小森から『妹』って話を聞いてから彼女を見る目が変わってしまってる自分がいる。

もっと彼女のことを知りたい・・・そう考えてる。


「こんなおっさんじゃ相手にしてもらえないか。」


そう思いながら遠巻きに彼女を見てると、一人の男が彼女に近寄っていくのが見えた。

馴れ馴れしく彼女の肩を抱き、べたべたと身体を触ってる。

一華は嫌そうな顔をしながら耐えてるように見えた。


その光景に・・吐き気を覚えた。


「ちっ・・・!」


気がつけば俺は大学内に足を踏み入れていた。

スタスタと歩き進め、一華の前に立つ。

そして一華の肩にある男の手を払いのけた。


「!?・・・なにすんだよ!」

「それはこっちのセリフだ。一華が嫌がってるのがわかんないのか?」


そう言うと一華はこの男のことを睨んだ。

『迷惑』と言わんばかりに睨む姿に、男は気圧されたのか一歩ずつ下がっていく。


「ま・・・またな、小森。」


数歩下がったのち、男は踵を返すようにして走り去っていった。

一華は男が触ってたところを手でパッパッと払ってる。


「桐生先生、どうしてここに?」

「あぁ、散歩がてら買い物しようとしてたら学校見つけて思い出にふけってた。

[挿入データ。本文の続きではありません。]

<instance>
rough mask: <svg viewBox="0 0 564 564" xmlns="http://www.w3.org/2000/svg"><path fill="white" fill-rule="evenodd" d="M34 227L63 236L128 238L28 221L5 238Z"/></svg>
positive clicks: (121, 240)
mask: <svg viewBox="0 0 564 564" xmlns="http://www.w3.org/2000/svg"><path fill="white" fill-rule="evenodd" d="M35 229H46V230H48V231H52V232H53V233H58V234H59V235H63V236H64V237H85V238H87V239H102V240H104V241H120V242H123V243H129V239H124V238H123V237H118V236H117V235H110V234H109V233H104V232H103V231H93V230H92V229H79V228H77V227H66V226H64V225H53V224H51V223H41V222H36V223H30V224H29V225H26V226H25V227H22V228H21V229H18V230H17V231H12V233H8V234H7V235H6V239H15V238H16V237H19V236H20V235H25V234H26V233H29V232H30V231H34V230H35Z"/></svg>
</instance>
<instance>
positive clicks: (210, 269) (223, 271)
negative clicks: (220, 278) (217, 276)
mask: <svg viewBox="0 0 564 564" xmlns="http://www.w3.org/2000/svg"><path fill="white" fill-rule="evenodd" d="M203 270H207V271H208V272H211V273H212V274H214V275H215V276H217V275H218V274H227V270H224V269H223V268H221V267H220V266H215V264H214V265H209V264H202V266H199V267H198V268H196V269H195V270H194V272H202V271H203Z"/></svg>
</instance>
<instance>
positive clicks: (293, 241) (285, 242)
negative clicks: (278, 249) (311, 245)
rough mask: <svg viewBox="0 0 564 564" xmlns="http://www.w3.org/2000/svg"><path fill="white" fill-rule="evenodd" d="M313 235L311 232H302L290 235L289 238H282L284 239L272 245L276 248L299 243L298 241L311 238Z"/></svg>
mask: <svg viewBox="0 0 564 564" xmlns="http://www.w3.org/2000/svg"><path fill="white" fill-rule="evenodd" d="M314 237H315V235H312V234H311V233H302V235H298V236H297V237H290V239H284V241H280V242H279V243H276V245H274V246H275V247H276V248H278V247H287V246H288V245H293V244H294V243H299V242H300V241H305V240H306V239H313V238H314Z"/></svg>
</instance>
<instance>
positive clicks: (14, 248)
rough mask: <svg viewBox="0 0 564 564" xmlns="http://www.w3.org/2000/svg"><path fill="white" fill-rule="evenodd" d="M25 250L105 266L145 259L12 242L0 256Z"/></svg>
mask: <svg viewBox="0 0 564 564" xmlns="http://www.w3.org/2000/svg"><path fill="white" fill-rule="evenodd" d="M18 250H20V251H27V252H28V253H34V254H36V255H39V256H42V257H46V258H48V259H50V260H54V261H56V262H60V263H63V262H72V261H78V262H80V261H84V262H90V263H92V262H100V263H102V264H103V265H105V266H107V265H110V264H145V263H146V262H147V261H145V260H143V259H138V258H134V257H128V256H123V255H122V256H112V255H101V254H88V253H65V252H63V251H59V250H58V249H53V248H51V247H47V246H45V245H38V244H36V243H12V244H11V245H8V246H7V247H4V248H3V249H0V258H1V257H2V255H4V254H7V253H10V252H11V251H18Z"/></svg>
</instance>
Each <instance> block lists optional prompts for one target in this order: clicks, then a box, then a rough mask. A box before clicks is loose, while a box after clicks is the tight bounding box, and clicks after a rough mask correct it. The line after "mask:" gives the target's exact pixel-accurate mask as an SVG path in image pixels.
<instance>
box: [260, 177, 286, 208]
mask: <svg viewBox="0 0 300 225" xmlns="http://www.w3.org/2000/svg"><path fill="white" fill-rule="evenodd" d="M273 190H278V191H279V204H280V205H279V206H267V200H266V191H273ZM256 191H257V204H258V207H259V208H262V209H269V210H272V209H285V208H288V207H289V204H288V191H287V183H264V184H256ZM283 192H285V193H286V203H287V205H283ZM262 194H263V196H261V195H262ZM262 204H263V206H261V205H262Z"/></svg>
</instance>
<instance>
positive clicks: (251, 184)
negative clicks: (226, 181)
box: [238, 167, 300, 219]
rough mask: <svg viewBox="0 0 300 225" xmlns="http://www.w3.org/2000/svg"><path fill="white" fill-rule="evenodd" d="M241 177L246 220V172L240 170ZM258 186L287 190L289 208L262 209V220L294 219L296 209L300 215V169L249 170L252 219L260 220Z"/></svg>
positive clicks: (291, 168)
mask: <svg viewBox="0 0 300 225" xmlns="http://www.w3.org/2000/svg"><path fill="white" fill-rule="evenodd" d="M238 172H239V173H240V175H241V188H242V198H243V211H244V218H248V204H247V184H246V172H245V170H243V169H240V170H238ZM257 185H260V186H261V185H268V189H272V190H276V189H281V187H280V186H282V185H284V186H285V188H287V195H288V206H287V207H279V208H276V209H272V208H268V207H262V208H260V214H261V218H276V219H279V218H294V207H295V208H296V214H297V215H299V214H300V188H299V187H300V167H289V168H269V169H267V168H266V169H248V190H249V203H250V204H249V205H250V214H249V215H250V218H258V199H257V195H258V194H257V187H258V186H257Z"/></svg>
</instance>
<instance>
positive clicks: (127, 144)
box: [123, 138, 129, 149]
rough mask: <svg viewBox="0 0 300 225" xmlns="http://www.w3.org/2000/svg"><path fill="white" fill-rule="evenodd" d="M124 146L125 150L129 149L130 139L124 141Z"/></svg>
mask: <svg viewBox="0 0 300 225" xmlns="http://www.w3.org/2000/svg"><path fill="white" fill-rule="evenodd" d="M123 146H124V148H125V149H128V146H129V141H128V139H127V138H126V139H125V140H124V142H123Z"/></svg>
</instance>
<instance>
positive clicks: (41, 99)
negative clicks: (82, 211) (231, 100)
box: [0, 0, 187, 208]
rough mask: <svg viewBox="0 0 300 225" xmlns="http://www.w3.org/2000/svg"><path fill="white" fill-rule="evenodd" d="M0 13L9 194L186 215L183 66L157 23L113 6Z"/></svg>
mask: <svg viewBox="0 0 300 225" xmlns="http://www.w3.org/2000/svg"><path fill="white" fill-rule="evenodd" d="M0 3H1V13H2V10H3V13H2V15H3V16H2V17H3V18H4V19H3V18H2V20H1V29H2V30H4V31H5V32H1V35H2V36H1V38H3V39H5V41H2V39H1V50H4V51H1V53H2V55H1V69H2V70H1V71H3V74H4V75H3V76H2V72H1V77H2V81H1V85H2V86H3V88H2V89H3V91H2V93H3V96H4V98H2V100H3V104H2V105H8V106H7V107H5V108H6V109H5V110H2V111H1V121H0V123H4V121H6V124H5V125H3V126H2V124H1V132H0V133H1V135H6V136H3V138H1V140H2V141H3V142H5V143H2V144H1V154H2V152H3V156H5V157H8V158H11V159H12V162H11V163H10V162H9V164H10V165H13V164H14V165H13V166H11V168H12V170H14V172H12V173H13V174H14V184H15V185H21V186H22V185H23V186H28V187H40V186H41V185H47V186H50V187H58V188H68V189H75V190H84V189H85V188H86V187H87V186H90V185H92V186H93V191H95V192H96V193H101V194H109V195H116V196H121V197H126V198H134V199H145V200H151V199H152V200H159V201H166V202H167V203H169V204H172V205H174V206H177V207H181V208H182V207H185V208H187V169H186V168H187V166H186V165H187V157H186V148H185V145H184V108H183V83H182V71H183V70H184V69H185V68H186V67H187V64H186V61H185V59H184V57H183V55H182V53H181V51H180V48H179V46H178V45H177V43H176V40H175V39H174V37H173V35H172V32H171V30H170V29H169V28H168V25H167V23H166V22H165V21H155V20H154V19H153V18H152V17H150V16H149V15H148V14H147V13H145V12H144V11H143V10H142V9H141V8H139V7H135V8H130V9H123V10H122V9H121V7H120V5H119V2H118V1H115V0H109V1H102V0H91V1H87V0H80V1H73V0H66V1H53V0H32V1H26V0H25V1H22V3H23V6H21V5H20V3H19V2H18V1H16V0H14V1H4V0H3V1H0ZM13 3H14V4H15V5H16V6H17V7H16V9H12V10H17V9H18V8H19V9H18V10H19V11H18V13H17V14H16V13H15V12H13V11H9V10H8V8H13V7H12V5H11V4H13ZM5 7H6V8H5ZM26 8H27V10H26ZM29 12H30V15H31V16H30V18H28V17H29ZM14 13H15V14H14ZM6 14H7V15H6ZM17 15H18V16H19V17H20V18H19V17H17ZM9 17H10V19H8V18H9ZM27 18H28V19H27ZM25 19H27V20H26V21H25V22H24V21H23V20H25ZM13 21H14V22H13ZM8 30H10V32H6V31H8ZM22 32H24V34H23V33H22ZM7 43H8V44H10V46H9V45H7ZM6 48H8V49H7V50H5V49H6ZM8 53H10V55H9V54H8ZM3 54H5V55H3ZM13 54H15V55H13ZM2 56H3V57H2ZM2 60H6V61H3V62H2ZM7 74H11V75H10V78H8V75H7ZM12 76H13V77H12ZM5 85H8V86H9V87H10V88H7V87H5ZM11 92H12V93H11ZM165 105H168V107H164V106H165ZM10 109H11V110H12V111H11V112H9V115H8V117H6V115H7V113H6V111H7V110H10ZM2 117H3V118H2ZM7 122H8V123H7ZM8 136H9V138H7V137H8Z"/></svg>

そしたら一華の姿が見えて・・・この大学だったんだな。」


そういうと一華は驚いた顔をしながら俺を見た。


「散歩って・・・もしかして桐生先生ってこの近くに住んでるんですか?」

「近くってわけじゃないけど・・・歩いて20分くらい?」

「!!・・・じゃあこの辺詳しいですか!?」


突然目を輝かせ始めた一華。

ずぃずぃ迫ってくる姿に俺が驚いた。


「お・・おぉ、求めてるほど詳しくはないかもしれないけど・・・どうした?」

「実はーーーーー」


一華はバインダーをチラッと見せてくれながら話始めた。

次回の教育実習が来月に迫ってきてること。

その時に『自分で用意したもので子供たちと遊ぶ』という課題があるらしく、その準備をしてるらしいことを。


「で?」

「絵本を・・・作ってるんですけど絵が・・・・」


そう言って見せてくれたバインダーの中身は、可愛い魚の絵がいくつか書かれていた。

カラフルな魚に、真っ黒の魚。

青いのもいれば赤いのもいる。

でも・・・


「・・・なんか物足りない?」

「!!・・・そうなんです!それが分からなくて・・・」


悩みながら自分の絵を見つめる一華。

俺はそんな彼女の疑問を解消してあげたくなり、一つ提案をした。


「なら・・・水族館行くか?」


この近く・・・ではないけど、車で30分くらいのところに小さなアクアリウムがあるのを知っていた。

そこなら魚もいるし、何が足りないのかわかるかもしれない。